Louis Molinié débouté par la Cour de cassation

justice terre de haut
Louis Molinié au tribunal
©Ch. Theophile
Le pourvoi en Cassation de Louis Molinié a été déclaré non admis, par la Cour. La décision du 16 avril 2019, de la Cour d’appel de Basse-Terre est, donc, définitive.

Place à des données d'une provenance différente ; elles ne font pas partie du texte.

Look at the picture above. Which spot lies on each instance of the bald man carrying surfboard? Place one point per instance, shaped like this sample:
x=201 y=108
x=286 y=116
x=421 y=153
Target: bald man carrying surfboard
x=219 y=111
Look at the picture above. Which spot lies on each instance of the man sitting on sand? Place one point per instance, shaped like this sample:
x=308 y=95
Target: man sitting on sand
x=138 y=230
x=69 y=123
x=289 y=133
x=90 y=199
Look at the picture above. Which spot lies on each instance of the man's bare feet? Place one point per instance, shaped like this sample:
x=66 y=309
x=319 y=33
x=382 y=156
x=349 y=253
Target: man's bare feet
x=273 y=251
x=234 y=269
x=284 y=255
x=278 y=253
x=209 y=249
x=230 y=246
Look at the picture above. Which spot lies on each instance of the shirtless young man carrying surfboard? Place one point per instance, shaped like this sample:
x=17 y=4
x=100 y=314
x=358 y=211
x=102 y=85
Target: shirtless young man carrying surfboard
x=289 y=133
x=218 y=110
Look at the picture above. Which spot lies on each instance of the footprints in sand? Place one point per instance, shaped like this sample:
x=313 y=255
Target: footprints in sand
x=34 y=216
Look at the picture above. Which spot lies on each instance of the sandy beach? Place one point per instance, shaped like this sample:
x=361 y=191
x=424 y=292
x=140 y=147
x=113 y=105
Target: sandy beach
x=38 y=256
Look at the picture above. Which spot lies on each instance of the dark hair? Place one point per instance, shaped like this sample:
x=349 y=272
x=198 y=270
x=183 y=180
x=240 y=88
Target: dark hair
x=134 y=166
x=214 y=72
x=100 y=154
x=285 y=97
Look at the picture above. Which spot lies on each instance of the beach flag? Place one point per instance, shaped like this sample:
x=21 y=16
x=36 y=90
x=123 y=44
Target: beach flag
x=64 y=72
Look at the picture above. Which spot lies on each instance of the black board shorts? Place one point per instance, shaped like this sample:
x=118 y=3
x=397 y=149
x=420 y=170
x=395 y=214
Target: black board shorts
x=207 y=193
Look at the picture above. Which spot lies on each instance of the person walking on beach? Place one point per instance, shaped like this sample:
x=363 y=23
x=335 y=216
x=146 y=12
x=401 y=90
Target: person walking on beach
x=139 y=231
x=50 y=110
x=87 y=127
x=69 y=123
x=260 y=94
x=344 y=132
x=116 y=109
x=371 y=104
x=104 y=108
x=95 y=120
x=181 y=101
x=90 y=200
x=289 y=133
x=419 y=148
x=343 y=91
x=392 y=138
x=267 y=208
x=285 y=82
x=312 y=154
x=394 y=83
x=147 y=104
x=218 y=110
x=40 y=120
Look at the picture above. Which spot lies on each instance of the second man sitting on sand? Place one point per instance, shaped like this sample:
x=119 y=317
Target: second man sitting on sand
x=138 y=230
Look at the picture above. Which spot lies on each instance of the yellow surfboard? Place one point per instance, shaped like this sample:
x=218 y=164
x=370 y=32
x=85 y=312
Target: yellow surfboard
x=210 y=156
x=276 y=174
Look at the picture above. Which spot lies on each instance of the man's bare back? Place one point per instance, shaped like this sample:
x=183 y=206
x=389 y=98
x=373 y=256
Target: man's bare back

L'ancien maire de Terre-de-Haut est condamné pour détournement de biens publics, favoritisme, complicité de blanchiment aggravé.

Le couperet est tombé

La chambre criminelle de la Cour de cassation a déclaré, le 3 novembre 2020, les pourvois de Louis Molinié, Cynthia Boudiné-Atalie, Frédéric Belenus et Patrick Belenus non admis.
Tous quatre avaient formé des pourvois contre l'arrêt de la cour d'appel de Basse-Terre, chambre correctionnelle, daté du 16 avril 2019.
 

L'affaire

Souvenez-vous, ces personnalités ont été condamnées pour détournement de biens publics, favoritisme et complicité de blanchiment aggravé.
L'ancien maire de la commune de Terre-de-Haut, Louis Molinié, avait été plus lourdement punis que ces co-accusés. Il avait écopé, pour sa part, de deux ans d'emprisonnement, dix ans de privation du droit d'éligibilité et 100.000 euros d'amende.
Nous en parlions dans cet article :

Plusieurs griefs ont valu à Louis Molinié cette condamnation. Le préjudice, suite aux agissements de l'ancien élu, s'élève à plusieurs millions d'euros, pour la petite commune de Terre-de-Haut.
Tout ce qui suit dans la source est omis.